Jugendfeuerwehren proben den Ernstfall

Wolfersdorf – Am vergangenen Samstag, den 28.5.2016, fand im Rahmen eines Ausbildungstages der Jugendfeuerwehren der Gemeinde Stockheim eine Einsatzübung auf dem Gelände des ehemaligen Sägewerkes Hoffmann in Wolfersdorf statt. Hierfür wurde in einer Maschinenhalle mit Hilfe einer Nebelmaschine ein Vollbrand simuliert. Zuvor wurden die Jugendlichen auf den jeweiligen Fahrzeugen zugelost und nochmals viele Informationen vermittelt. Abgerufen wurden die Fahrzeuge durch die Einsatzleitung, die bereits in Wolfersdorf stationiert war. Beim Eintreffen der Jugendlichen stand die Maschinenhalle bereits im Vollbrand, auch zwei Arbeiter die noch versuchten, den Brand zu löschen, mussten versorgt werden. Nachdem die zuständigen Gruppenführer ihren Abschnitt erkundeten, begannen die Jugendlichen mit dem Versorgen der Verletzten und nahmen die ersten Strahlrohre zur Brandbekämpfung vor.
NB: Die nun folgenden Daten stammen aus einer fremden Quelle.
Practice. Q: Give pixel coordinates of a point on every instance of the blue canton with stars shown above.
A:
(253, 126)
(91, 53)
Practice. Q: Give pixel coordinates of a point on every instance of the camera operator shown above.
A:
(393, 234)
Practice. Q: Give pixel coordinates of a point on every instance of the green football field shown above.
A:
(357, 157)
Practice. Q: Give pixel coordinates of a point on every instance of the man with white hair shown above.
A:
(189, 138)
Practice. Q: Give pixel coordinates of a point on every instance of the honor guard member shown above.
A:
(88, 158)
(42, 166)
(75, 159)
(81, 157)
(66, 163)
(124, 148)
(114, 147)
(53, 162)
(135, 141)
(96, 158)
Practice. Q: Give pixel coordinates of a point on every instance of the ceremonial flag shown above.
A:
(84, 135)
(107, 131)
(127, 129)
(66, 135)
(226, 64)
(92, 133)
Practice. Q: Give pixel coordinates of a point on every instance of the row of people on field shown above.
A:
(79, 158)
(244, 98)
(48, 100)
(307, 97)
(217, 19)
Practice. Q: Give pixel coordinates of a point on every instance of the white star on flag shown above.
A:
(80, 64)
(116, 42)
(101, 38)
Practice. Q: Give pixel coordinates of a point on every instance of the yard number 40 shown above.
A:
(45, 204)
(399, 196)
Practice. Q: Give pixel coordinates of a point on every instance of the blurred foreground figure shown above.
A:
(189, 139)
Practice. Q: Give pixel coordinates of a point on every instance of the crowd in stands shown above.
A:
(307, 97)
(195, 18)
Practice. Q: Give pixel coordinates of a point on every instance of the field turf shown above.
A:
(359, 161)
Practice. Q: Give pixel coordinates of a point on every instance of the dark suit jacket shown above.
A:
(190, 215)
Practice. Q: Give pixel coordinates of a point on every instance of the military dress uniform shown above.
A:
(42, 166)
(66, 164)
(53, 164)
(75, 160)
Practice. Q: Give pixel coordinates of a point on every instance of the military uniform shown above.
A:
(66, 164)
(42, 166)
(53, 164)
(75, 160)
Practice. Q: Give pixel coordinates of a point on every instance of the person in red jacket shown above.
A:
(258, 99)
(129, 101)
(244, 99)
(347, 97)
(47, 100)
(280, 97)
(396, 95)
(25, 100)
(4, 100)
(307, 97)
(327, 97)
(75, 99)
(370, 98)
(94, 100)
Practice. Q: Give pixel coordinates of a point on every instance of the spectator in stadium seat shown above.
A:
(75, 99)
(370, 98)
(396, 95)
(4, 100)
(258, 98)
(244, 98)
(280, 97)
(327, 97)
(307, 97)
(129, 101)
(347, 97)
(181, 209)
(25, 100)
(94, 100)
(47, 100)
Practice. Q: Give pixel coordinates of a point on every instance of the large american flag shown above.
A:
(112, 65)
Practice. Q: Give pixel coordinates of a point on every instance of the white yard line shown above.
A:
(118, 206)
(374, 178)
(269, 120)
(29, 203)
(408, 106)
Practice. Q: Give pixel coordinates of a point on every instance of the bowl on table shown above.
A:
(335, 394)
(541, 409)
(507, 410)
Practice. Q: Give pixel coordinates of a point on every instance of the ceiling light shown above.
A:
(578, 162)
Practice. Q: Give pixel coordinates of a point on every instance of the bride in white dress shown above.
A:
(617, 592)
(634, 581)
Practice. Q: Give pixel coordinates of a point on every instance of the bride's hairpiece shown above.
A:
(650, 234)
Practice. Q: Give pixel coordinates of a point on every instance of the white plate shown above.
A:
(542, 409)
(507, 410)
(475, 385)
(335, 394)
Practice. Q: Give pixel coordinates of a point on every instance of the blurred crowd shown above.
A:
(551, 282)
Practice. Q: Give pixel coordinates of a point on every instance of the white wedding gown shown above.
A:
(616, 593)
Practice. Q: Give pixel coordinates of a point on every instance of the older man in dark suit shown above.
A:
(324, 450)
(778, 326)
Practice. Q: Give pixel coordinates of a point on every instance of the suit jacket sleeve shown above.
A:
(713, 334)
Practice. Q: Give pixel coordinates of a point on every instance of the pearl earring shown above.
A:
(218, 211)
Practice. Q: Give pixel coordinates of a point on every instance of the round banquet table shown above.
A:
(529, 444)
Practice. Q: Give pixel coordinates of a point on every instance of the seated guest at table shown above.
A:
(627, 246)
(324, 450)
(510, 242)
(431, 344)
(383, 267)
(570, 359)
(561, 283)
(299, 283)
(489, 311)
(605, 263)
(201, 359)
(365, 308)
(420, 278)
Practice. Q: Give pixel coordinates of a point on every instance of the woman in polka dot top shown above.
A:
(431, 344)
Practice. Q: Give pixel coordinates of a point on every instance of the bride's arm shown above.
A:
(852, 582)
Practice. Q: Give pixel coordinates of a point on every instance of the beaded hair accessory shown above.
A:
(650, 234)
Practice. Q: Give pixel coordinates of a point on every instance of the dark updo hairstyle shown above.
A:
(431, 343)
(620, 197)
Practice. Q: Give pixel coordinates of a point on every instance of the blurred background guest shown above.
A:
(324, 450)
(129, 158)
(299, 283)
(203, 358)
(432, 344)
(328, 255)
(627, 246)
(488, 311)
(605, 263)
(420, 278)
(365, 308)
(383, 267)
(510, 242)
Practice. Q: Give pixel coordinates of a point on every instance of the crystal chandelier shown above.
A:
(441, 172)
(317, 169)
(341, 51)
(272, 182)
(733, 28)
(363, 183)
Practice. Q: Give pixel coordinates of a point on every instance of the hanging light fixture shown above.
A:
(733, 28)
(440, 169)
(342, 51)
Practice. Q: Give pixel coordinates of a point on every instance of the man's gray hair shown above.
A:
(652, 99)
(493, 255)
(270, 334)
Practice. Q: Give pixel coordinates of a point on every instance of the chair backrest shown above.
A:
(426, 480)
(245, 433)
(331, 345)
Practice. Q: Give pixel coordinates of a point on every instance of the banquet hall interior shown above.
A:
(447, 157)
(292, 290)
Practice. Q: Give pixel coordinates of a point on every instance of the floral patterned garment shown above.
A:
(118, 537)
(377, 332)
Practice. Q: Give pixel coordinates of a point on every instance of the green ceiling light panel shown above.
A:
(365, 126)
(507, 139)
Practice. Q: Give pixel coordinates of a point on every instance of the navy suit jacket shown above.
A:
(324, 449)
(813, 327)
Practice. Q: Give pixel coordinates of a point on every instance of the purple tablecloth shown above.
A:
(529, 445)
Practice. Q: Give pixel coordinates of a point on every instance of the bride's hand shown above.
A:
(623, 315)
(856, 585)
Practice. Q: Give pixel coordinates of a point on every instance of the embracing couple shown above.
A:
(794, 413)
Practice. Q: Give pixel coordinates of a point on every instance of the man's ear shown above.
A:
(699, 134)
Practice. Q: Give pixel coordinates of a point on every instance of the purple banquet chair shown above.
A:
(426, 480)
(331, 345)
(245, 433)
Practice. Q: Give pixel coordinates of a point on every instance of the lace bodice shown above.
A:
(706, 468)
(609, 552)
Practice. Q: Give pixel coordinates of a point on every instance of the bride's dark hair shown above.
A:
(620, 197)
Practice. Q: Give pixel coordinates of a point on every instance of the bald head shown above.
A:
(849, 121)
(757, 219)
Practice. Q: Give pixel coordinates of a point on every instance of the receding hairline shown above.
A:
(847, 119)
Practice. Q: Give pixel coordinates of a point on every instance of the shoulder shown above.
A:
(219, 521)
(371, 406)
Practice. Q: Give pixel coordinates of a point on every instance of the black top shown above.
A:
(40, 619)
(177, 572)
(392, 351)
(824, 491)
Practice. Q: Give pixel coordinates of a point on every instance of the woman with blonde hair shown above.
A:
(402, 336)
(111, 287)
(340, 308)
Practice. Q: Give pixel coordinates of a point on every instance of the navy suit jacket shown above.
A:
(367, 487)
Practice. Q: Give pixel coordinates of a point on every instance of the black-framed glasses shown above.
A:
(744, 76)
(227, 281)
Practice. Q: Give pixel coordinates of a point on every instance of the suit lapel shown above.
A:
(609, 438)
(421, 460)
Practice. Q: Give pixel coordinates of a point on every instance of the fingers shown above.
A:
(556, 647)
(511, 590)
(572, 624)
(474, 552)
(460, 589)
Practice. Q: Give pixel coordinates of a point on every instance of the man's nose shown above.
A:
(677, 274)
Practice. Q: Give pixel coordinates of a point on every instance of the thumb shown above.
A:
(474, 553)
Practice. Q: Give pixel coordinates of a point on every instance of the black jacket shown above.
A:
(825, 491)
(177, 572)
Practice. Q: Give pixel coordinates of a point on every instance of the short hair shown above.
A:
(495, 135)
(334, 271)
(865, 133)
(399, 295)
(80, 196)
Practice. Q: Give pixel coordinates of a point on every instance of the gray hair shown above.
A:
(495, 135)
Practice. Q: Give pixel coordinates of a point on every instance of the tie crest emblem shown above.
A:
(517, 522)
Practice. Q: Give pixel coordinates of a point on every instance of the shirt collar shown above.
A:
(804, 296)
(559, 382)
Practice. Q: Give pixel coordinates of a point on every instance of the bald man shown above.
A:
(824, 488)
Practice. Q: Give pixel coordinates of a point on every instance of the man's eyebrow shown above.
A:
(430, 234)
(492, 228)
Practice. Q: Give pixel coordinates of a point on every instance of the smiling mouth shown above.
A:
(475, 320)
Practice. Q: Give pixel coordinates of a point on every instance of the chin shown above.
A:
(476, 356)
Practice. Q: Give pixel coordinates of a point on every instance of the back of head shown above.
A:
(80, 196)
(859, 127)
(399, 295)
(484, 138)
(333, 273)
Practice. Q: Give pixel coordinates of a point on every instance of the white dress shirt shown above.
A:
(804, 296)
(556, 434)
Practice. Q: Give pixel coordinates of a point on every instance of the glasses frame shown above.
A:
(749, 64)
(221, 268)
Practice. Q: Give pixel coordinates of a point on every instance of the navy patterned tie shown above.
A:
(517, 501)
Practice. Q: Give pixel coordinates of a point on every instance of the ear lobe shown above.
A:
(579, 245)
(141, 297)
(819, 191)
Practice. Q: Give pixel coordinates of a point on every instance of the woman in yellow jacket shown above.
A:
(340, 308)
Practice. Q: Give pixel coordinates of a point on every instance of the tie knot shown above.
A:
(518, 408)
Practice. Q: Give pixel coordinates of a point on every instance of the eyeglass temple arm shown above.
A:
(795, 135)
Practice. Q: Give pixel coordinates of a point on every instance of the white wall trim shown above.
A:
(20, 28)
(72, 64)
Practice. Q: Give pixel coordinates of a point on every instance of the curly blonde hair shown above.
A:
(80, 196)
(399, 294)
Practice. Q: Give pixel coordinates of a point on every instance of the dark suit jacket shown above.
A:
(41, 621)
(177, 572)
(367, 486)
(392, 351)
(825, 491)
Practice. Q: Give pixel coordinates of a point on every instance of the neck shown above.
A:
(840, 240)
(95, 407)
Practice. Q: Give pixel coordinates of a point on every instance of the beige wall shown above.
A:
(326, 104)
Da sich die Wasserentnahme schwierig gestaltete, mussten die Jugendlichen eine lange Schlauchstrecke, mit einer Gesamtstrecke von ca. 350 Metern, durch einen ehemaligen Flusslauf verlegt werden. Auch galt es die Hasslach mit denen ihnen zu Verfügung stehenden Mitteln zu überqueren. Nachdem auch dieses Hindernis mit Bravur gemeistert wurden, gingen die Jugendlichen weiter zur Brandbekämpfung vor. Insgesamt nahmen die Jugendlichen sechs C-Strahlrohre und zwei Wasserwerfer vor. Durch das schnelle agieren der Jugendlichen konnte ein weiteres ausbreiten des Brandes verhindert werden. Im Einsatz waren die Jugendfeuerwehren aus Burggrub, Haig, Hasslach bei Kronach, Stockheim und Reitsch mit insgesamt 22 Jugendlichen. Nach der Übung wurden die Jugendlichen von Kommandant Andre Friedrich, Kreisjugendwart Dirk Raupach und Bürgermeister Rainer Detsch (FW) für ihre ausgezeichnete Leistung gelobt. Ein Unterschied zur „Profigruppe sei nicht erkennbar“, betonte Bürgermeister Rainer Detsch. Ein großer Dank ging auch an Felix Schwabe und Fabian Rebhan, welche diese Übung für die Jugendlichen geplant hatten.